Aujourd’hui, je vais m’en tenir aux modifications proposées à la Loi sur la protection des renseignements personnels et les documents électroniques, ou LPRPDE, qui prévoient un droit à la mobilité des données afin de faciliter l’échange de renseignements entre tous les secteurs économiques.
Je reconnais l’importance que revêtent les objectifs de politique énoncés dans le projet de loi ainsi que l’importance du droit à la mobilité des données dans l’économie numérique d’aujourd’hui.
La mobilité des données permettrait aux Canadiennes et aux Canadiens d’avoir un plus grand contrôle sur leurs renseignements personnels et de décider à qui leurs renseignements peuvent être communiqués.
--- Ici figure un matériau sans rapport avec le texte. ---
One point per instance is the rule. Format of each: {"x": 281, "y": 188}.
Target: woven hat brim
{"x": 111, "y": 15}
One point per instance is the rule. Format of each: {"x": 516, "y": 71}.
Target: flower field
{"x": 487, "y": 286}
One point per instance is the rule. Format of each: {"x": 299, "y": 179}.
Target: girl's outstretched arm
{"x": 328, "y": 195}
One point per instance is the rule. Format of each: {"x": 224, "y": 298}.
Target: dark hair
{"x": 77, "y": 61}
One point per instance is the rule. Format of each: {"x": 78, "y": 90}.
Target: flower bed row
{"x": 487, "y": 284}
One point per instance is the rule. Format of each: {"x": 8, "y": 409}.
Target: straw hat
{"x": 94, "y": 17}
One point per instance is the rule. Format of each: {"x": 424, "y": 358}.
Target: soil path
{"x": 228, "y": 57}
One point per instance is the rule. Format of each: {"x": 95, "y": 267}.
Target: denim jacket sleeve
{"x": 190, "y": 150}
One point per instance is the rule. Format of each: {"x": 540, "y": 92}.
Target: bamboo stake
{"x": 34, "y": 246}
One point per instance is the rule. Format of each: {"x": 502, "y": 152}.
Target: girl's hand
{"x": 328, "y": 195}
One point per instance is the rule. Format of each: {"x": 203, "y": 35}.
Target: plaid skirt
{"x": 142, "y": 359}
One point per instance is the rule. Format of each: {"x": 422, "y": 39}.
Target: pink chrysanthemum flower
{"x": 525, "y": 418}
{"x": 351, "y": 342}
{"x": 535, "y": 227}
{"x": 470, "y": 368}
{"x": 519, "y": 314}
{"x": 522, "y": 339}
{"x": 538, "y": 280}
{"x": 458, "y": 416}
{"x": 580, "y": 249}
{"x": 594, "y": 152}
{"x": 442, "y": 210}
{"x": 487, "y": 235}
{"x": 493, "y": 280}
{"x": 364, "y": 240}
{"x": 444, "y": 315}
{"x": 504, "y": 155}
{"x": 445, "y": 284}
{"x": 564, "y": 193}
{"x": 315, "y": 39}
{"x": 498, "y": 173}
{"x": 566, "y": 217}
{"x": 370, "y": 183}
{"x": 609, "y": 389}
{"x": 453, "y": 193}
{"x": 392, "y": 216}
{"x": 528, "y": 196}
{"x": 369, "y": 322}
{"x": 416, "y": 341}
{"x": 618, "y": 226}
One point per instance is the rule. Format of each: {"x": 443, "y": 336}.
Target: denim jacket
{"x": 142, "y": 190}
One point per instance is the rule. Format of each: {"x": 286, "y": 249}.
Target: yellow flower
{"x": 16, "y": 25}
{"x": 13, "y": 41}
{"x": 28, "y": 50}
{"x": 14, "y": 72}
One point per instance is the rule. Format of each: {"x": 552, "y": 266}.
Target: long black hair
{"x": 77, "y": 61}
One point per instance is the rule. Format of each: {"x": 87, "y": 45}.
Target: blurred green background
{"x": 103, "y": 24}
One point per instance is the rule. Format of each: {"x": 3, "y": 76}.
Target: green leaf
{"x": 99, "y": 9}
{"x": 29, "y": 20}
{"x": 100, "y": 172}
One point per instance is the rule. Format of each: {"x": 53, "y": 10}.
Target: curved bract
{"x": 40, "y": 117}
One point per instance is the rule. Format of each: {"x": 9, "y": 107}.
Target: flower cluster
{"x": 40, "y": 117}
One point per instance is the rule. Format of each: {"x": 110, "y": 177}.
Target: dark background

Il leur serait ainsi plus facile de changer de fournisseurs de service et de choisir les organisations avec lesquelles ils souhaitent traiter. Cette approche contribuerait également à stimuler la compétitivité et l’innovation en permettant aux individus de tirer parti de nouveaux modèles d’affaires, comme les services bancaires axés sur les consommateurs, et encouragerait l’arrivée de nouveaux acteurs sur le marché, ce qui contribuerait à soutenir les petites et moyennes entreprises.
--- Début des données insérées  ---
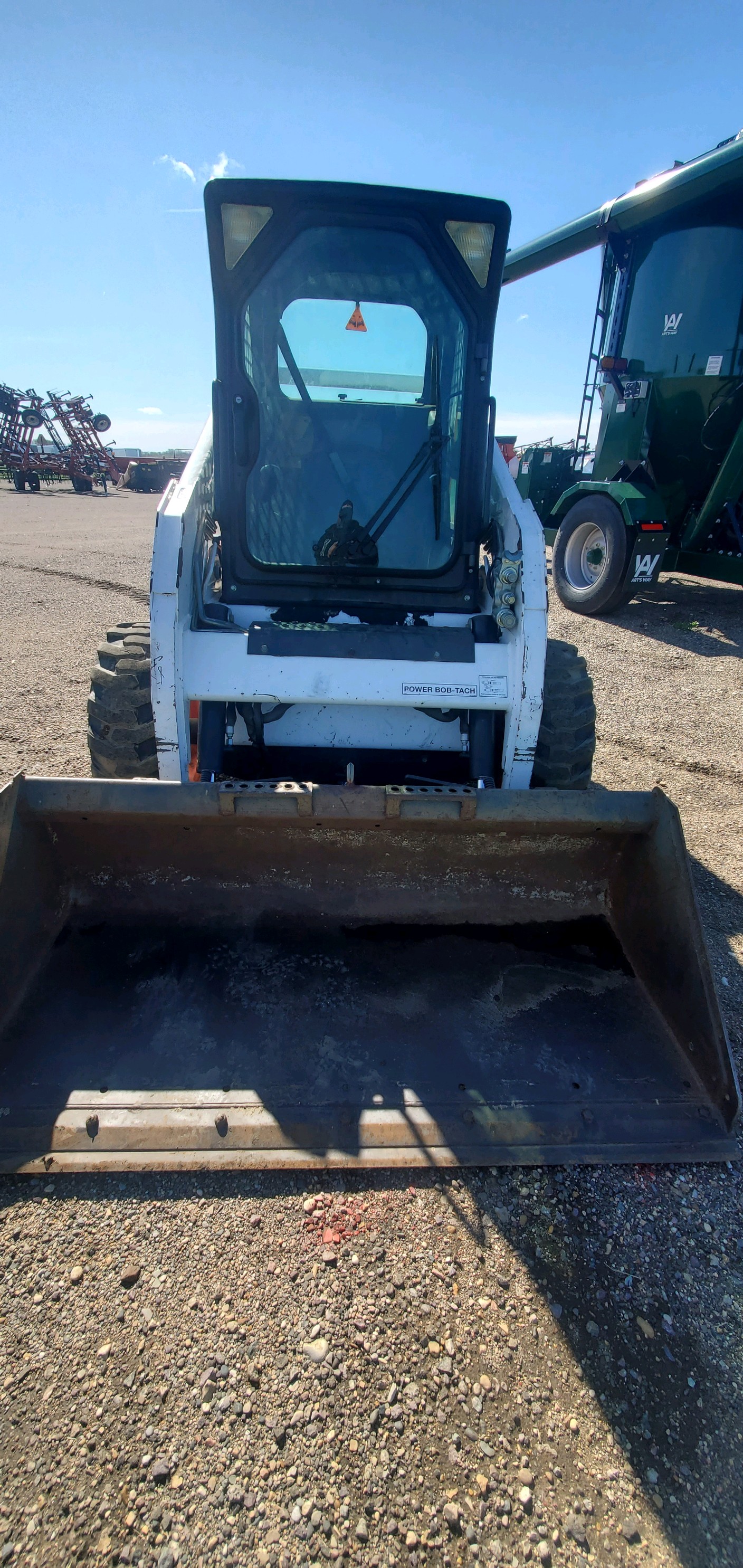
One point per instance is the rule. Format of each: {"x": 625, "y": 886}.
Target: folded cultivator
{"x": 70, "y": 446}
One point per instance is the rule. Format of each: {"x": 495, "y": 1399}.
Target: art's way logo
{"x": 645, "y": 567}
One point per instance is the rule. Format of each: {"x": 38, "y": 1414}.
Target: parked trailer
{"x": 666, "y": 363}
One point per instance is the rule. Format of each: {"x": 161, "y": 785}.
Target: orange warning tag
{"x": 356, "y": 324}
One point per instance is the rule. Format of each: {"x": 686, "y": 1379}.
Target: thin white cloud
{"x": 178, "y": 167}
{"x": 222, "y": 167}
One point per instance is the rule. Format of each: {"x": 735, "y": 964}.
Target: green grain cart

Le fait de permettre aux individus de contrôler où leurs renseignements personnels sont acheminés renforce la confiance dans l’économie actuelle axée sur les données. Pour cette raison, je suis en faveur des efforts déployés pour enchâsser un droit à la mobilité des données dans la LPRPDE, un droit qui est déjà reconnu dans bon nombre de juridictions partout dans le monde.
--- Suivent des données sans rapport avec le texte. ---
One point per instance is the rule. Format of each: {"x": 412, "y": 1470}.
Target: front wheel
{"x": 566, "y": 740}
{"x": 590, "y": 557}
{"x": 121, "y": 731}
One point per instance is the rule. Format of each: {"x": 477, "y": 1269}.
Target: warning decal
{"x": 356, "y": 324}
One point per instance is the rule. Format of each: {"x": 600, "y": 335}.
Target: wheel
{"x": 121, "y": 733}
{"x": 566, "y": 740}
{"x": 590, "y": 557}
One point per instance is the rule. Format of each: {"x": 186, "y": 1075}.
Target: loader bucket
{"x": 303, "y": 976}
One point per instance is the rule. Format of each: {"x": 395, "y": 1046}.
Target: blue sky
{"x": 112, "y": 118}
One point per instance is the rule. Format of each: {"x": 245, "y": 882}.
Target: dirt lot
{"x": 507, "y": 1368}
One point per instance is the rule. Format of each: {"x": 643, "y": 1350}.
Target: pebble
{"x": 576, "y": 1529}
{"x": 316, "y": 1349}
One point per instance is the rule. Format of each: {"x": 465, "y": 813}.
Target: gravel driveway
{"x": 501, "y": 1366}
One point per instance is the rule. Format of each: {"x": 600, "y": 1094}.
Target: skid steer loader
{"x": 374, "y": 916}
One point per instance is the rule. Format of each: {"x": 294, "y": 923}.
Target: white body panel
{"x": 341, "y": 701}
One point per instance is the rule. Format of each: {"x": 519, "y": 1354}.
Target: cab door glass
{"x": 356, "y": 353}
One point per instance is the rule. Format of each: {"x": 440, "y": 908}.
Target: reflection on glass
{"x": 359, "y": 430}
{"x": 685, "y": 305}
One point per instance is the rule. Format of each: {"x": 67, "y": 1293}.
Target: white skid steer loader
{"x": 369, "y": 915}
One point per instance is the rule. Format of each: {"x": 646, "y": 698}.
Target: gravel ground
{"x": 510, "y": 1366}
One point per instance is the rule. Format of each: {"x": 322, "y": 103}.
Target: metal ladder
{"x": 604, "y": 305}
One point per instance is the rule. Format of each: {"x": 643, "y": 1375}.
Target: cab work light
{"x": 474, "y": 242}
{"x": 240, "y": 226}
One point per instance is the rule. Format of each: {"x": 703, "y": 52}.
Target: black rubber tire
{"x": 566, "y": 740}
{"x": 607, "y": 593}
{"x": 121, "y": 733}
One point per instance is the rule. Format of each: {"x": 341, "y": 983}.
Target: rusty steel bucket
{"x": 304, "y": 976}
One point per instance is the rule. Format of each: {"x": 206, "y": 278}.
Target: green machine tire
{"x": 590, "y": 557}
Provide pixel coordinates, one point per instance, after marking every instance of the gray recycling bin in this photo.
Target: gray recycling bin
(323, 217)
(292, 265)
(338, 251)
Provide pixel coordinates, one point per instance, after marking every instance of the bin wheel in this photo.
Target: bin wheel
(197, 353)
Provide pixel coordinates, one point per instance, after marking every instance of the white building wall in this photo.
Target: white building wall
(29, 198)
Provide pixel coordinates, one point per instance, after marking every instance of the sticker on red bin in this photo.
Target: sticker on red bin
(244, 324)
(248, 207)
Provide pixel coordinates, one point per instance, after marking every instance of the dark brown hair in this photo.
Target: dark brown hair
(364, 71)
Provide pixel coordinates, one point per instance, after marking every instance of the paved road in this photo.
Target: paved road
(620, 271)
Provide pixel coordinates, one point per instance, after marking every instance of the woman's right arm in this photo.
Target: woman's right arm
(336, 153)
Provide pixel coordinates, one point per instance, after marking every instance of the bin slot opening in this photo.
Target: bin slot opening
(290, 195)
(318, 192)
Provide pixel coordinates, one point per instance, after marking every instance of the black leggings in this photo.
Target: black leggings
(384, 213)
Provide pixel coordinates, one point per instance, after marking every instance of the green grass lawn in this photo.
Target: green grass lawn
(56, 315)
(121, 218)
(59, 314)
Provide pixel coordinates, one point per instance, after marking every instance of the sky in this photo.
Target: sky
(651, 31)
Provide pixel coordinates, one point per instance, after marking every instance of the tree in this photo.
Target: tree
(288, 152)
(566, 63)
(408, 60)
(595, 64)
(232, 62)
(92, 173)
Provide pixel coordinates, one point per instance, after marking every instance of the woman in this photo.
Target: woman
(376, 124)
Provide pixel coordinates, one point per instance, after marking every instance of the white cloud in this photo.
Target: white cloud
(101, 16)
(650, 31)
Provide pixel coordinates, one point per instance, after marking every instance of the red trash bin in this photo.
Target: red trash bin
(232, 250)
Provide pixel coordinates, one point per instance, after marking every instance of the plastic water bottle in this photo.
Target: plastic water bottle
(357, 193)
Plus particulièrement, le projet de loi C-15 permettrait d’ajouter une toute nouvelle section 1.2 à la LPRPDE, selon laquelle une organisation, à la demande de l’individu auprès duquel elle a recueilli des renseignements personnels, serait tenue de communiquer ces renseignements à l’organisation que l’individu a désignée. Ce droit serait assujetti aux règlements et ne s’appliquerait que si les deux organisations sont assujetties à un cadre de mobilité des données.
La LPRPDE serait aussi modifiée de manière à conférer au gouverneur en conseil les pouvoirs de fixer des règlements concernant les cadres de mobilité des données, les normes régissant les mesures de sécurité ainsi que les questions relatives à l’interopérabilité des systèmes.
Étant donné que de nombreux aspects du cadre de mobilité des données seraient précisés dans les règlements à venir, notamment ceux liés aux normes, aux mesures de sécurité et à l’interopérabilité, il sera important que le Commissariat soit consulté par le gouvernement lors de l’élaboration de ces règlements.
Je vous remercie et il me fera plaisir de répondre à vos questions.